Marina deixou o PT em 2008, ainda no governo Lula, por não concordar com os rumos da política ambiental petista. Em sua carta de demissão, ela reclamou de “crescentes resistências junto a setores importantes do governo”. À época, ela havia sido preterida pelo ex-presidente e rivalizava com Dilma Rousseff, então ministra da Casa Civil, em razão do Plano de Aceleração do Crescimento (PAC). Marina teve de ceder ao licenciamento de obras de infraestrutura na região amazônica, como a usina hidrelétrica de Belo Monte.

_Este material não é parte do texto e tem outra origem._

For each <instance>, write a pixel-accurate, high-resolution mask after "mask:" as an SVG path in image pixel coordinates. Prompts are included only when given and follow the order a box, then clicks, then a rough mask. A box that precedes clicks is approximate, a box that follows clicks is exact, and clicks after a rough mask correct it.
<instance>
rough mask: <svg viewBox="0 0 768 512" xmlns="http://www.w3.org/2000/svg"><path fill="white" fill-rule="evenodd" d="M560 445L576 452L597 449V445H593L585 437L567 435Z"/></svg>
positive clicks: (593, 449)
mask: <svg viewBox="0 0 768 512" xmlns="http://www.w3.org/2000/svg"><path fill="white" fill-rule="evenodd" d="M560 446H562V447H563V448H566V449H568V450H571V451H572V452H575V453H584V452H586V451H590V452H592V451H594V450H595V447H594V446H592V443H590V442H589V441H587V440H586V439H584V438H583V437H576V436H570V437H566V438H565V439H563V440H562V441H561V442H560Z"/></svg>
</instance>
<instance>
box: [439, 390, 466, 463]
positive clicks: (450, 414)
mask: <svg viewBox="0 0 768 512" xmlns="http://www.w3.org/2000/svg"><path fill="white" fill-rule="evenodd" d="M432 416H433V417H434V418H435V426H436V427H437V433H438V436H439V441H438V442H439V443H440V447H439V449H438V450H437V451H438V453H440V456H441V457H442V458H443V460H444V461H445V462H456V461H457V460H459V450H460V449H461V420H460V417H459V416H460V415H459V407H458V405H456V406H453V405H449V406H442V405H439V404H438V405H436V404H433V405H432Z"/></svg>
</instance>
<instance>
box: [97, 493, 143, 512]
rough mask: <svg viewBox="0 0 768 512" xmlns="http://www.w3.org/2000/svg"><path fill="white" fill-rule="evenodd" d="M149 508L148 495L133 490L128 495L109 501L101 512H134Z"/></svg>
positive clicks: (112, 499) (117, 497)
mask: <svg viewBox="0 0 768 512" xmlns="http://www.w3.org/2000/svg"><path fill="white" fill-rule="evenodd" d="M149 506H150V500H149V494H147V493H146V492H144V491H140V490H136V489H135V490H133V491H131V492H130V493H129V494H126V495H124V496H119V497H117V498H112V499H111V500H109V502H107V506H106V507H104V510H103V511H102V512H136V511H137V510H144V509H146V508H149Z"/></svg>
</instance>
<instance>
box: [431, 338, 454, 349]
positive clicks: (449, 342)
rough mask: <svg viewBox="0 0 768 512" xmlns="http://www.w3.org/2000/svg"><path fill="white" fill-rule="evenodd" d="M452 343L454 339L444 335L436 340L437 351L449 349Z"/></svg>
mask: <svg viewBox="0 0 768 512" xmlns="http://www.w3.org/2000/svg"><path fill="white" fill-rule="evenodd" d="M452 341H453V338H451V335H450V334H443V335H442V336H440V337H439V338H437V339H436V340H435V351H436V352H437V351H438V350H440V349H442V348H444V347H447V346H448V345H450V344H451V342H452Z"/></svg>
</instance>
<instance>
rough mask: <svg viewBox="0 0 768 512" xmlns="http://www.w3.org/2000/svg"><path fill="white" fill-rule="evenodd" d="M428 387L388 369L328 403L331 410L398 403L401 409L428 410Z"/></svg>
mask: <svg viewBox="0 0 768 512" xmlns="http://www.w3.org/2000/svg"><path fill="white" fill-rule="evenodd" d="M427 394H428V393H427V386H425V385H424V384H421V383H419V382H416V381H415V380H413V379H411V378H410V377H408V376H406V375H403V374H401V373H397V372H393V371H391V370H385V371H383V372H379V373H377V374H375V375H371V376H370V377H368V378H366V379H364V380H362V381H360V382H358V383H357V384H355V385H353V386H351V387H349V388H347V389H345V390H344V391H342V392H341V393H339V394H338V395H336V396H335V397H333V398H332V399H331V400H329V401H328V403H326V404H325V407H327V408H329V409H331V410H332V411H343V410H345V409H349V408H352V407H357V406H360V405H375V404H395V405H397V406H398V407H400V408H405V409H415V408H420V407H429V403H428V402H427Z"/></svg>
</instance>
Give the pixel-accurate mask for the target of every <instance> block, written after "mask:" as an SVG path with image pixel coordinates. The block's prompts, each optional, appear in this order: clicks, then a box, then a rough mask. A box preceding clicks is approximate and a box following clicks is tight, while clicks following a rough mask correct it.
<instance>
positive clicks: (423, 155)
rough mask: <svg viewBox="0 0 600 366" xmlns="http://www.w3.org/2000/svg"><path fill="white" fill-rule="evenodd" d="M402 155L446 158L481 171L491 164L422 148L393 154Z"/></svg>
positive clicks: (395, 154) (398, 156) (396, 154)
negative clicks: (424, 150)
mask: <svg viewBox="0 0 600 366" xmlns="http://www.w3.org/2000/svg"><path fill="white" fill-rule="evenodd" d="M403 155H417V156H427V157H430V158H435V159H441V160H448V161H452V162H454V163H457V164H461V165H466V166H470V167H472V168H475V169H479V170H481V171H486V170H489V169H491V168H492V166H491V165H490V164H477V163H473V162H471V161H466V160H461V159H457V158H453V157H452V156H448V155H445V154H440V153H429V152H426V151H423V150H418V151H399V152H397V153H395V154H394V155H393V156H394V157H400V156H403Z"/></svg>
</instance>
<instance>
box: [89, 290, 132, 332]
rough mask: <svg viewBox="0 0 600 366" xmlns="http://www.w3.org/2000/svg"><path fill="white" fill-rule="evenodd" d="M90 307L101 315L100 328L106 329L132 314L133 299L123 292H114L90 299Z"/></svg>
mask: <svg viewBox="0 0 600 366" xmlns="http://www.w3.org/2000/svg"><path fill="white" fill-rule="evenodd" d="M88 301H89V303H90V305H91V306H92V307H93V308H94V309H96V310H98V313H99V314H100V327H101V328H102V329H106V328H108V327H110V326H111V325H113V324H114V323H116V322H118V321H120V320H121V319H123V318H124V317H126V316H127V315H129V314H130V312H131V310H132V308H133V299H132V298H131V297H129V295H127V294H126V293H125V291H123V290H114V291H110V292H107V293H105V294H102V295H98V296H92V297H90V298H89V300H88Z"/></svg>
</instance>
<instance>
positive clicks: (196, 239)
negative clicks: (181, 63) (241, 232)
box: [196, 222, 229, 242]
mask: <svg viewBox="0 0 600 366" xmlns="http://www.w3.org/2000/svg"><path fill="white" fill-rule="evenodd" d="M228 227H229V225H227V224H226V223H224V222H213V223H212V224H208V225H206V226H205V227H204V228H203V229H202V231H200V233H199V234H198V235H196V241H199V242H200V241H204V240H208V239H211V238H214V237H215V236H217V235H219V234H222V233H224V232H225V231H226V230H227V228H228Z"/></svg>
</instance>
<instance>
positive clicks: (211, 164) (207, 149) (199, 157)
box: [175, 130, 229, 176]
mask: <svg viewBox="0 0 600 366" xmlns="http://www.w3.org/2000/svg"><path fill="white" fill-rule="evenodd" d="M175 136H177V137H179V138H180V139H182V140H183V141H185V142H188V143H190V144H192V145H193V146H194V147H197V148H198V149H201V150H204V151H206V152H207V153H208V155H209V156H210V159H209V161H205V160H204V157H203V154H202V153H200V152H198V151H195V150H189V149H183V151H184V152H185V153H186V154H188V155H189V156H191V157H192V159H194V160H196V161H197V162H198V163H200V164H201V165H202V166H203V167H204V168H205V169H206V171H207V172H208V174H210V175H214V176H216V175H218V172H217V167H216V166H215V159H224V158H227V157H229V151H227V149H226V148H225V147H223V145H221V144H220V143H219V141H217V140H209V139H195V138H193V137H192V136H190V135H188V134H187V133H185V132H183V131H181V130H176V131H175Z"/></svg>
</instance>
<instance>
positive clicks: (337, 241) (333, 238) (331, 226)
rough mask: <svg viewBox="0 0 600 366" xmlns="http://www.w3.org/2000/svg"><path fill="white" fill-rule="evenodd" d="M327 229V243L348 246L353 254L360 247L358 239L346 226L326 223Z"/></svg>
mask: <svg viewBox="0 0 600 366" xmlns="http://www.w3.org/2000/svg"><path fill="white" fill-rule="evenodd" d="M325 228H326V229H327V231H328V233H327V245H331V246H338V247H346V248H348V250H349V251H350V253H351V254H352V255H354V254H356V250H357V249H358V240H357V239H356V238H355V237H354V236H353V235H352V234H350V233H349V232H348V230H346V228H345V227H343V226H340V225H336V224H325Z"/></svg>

Agora, Marina é cotada para ocupar novamente a pasta do Meio Ambiente em caso de vitória de Lula. Se ficar na Câmara, não terá ao seu lado nomes importantes da causa ambiental dos últimos anos, como o deputado Rodrigo Agostinho (PSB-SP), que coordenou a Frente Parlamentar Ambientalista, e Alessandro Molon (PSB-RJ), autor de projetos como a suspensão dos efeitos de decreto que reduziu a quantidade de participantes no Conselho Nacional do Meio Ambiente.
Também devem participar da discussão ambiental candidatos indígenas que saíram vitoriosos das urnas, segundo levantamento da Agência Câmara. Entre eles, estão Sônia Guajajara (SP) e Célia Xakriabá (MG), ambas do PSOL.
Já a militar Silvia Waiãpi (AP), foi eleita pelo partido de Bolsonaro. Ela é membro do grupo Liga da Lealdade, e será a única indígena da região Norte do Brasil na Câmara.
Correlação de forças
Para Pedro Luis Côrtes, professor da USP na área de ciência ambiental, a correlação de forças entre as bancadas do agro e ambientalista deve ser definida pelo peso dado pelo chefe do Executivo eleito ao setor.
Côrtes acredita que mesmo com uma bancada ruralista mais forte, são as políticas ambientais estabelecidas pelo próximo governo que irão nortear os limites da atuação dos deputados do setor. “Acredito que seja possível estabelecer uma interlocução, a depender de quem ocupar o Ministério do Meio Ambiente e o da Agricultura.”
Segundo o professor e Pós-Graduação em Ciência Ambiental do Instituto de Energia e Ambiente da USP, as prioridades para a nova legislatura devem ser norteadas por um ministério que fortaleça os órgãos de comando e controle, como o Ibama.
Com uma bancada do agronegócio mais forte, ele prevê que isso pode motivar queixas entre deputados, governadores e prefeitos ligados ao setor, mas confia que pode haver interlocução do Executivo. “O que não pode é cair na ideia de que o desenvolvimento e a preservação não conseguem conviver.”